Question

How do I find the ${{n}^{th}}$ power of a complex number?

Answer 1

We can find the ${{n}^{th}}$ power of a complex number by using the complex number in a rectangular form and we have to do some more process to get the ${{n}^{th}}$ power of a complex number.

Complete step by step answer:
Now considering from the question we need to find the ${{n}^{th}}$ power of the complex number.
Let the complex number be $z=a+ib$ .
We could use the complex number in rectangular form $\left( z=a+ib \right)$ and multiply it ${{n}^{th}}$ times by itself but this is not very practical in particular if $n>2$.
What we can do, instead, is to convert the complex number in polar form.
Polar form of the complex number: $z=r\angle \theta$
Where $r$ in the polar form indicates is the modulus and $\theta$ is the argument.
Below we will have the graphical representation to understand the concept very clearly,
Graphical representation:

So that now the ${{n}^{th}}$ power becomes as below written,
${{z}^{n}}={{r}^{n}}\angle n.\theta$
We can now wonder what does the rectangular form of the result specify. We get this using the trigonometric form and do some math.
By looking at our first graph we can say that;
$\begin{aligned} & a=r.\cos \theta \\\ & b=r.\sin \theta \\\ \end{aligned}$
The complex number becomes now:
$z=a+ib=r.\cos \theta +r.\sin \theta .i$
Finally from the question it has been asked to find the ${{n}^{th}}$ power of a complex number.

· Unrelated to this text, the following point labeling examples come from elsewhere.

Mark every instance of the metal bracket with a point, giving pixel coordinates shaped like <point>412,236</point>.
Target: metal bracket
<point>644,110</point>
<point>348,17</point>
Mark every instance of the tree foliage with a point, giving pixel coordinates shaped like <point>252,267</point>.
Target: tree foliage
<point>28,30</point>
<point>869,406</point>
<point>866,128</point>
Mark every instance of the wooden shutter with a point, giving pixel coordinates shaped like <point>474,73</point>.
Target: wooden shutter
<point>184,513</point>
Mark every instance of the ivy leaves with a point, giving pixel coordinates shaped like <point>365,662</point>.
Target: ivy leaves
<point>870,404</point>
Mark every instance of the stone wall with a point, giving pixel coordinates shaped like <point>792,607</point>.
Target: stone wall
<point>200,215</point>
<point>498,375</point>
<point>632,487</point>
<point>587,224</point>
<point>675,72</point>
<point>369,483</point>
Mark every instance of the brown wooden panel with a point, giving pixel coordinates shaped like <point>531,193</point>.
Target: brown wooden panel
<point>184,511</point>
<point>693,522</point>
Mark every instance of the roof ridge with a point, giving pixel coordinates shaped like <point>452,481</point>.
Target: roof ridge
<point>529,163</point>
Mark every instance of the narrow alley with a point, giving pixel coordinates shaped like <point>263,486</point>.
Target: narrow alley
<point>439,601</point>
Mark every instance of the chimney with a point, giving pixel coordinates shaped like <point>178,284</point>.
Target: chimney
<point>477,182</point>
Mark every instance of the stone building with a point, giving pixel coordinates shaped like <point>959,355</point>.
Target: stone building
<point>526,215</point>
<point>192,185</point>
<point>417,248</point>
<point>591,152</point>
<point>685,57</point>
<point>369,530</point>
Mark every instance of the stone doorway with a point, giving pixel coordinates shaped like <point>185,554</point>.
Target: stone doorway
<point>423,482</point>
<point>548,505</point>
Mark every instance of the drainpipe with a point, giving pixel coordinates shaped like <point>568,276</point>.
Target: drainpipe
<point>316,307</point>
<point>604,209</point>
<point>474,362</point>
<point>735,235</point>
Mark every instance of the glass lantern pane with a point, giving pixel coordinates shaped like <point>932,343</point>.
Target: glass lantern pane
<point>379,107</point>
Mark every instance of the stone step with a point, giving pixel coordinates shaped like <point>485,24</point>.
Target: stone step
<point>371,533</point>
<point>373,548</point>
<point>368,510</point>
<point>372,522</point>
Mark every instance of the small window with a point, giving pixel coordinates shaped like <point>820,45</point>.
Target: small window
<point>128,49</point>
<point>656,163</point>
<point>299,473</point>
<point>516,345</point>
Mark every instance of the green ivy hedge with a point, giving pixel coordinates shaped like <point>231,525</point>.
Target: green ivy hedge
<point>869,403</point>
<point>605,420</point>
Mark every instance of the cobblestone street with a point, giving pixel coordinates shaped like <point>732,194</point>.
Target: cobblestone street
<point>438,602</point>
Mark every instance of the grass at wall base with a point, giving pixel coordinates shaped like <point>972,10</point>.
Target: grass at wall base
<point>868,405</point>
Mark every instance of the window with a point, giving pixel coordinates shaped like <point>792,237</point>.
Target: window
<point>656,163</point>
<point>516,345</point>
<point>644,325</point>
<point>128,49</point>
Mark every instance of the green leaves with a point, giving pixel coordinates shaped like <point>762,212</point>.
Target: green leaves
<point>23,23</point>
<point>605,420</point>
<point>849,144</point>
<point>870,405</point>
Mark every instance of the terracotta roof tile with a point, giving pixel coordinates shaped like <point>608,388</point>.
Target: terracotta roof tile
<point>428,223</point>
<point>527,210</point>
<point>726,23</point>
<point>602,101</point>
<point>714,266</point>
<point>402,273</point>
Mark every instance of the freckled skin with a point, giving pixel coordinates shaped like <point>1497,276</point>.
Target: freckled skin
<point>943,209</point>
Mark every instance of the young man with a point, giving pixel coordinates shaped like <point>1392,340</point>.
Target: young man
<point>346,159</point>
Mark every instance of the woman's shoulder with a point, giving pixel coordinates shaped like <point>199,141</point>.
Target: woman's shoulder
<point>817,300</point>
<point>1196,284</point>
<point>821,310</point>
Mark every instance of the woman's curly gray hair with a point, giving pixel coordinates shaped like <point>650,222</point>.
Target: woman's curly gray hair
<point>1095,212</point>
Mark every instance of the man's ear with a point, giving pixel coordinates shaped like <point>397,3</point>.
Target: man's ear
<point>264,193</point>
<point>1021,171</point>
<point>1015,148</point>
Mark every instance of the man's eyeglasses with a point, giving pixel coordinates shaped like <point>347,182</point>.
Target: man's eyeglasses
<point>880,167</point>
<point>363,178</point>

Therefore ${{n}^{th}}$ power of a complex number is ${{z}^{n}}={{r}^{n}}\angle n.\theta$ which we already got above.

Note: We have to be careful while doing this type of complex number problems. We should have the minimum basic graphical knowledge to solve this type of complex numbers questions. Here we have to write the ${{n}^{th}}$ power of a complex number let it be $z=a+ib$ and it’s magnitude $r=\sqrt{{{a}^{2}}+{{b}^{2}}}$ then it can be written as $z=r\left( \cos \theta +i\sin \theta \right)$ where $\theta$ is the angle made by the number in the complex plane. Then ${{z}^{n}}={{r}^{n}}{{\left( \cos \theta +i\sin \theta \right)}^{n}}={{r}^{n}}\left( \cos n\theta +i\sin n\theta \right)$ . This is similar to ${{z}^{n}}={{r}^{n}}\angle n.\theta$